Na przestrzeni ostatnich dwóch tygodni powstało od groma plotek transferowych związanych z osobą młodego i utalentowanego środkowego obrońcy − Benjamina Pavarda.
Młody Francuz nie może narzekać ostatnimi czasy na zainteresowanie ze strony mediów – o transferze stopera VfB Stuttgart mówiło się jeszcze w trakcie trwania mistrzostw Świata, gdzie Pavard wraz ze swoimi kolegami zdobył złoty medal mistrzostw Świata.
Głównym kierunkiem dla francuskiego obrońcy według zdecydowanej większości dziennikarzy jest Bayern Monachium, gdzie 22-latek miałby zastąpić Jerome’a Boatenga (jeszcze w tym sezonie lub dopiero za rok).
Bez względu na wszystko dyrektor sportowy VfB – Michael Reschke – wciąż utrzymuje swoje zdanie sprzed kilku tygodni, kiedy to zapowiedział, że Stuttgart zrobi wszystko co w swojej mocy, aby zatrzymać swojego utalentowanego defensora jeszcze na ten sezon.
Były dyrektor techniczny Bayernu Monachium wyjawił na łamach dziennika „Bild”, że wbrew temu co piszą media w Niemczech i nie tylko, to do klubu nie wpłynęła jeszcze żadna oferta kupna Benjamina Pavarda.

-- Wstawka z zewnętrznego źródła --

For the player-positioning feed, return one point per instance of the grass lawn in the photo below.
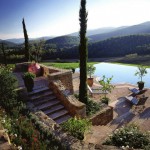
(65, 65)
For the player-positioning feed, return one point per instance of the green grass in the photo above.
(65, 65)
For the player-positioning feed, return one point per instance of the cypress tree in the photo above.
(83, 52)
(26, 43)
(4, 55)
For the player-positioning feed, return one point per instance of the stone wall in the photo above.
(75, 107)
(63, 75)
(68, 142)
(102, 117)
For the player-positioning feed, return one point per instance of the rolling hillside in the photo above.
(7, 43)
(142, 28)
(64, 41)
(113, 47)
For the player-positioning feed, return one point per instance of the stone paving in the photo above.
(124, 111)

− Jesteśmy pewni, że Benji będzie grał kolejny sezon z nami. Wciąż nie otrzymaliśmy za niego żadnych ofert – powiedział Michael Reschke.
REKLAMA
Jak dobrze wiemy stolicę Bawarii być może opuści jeszcze w tym okienku Jerome Boateng i niewykluczone, że po odejściu rosłego Niemca, włodarze „Gwiazdy Południa” będą chcieli jeszcze tego lata uzupełnić skład osobą 22-letniego Francuza z VfB Stuttgart.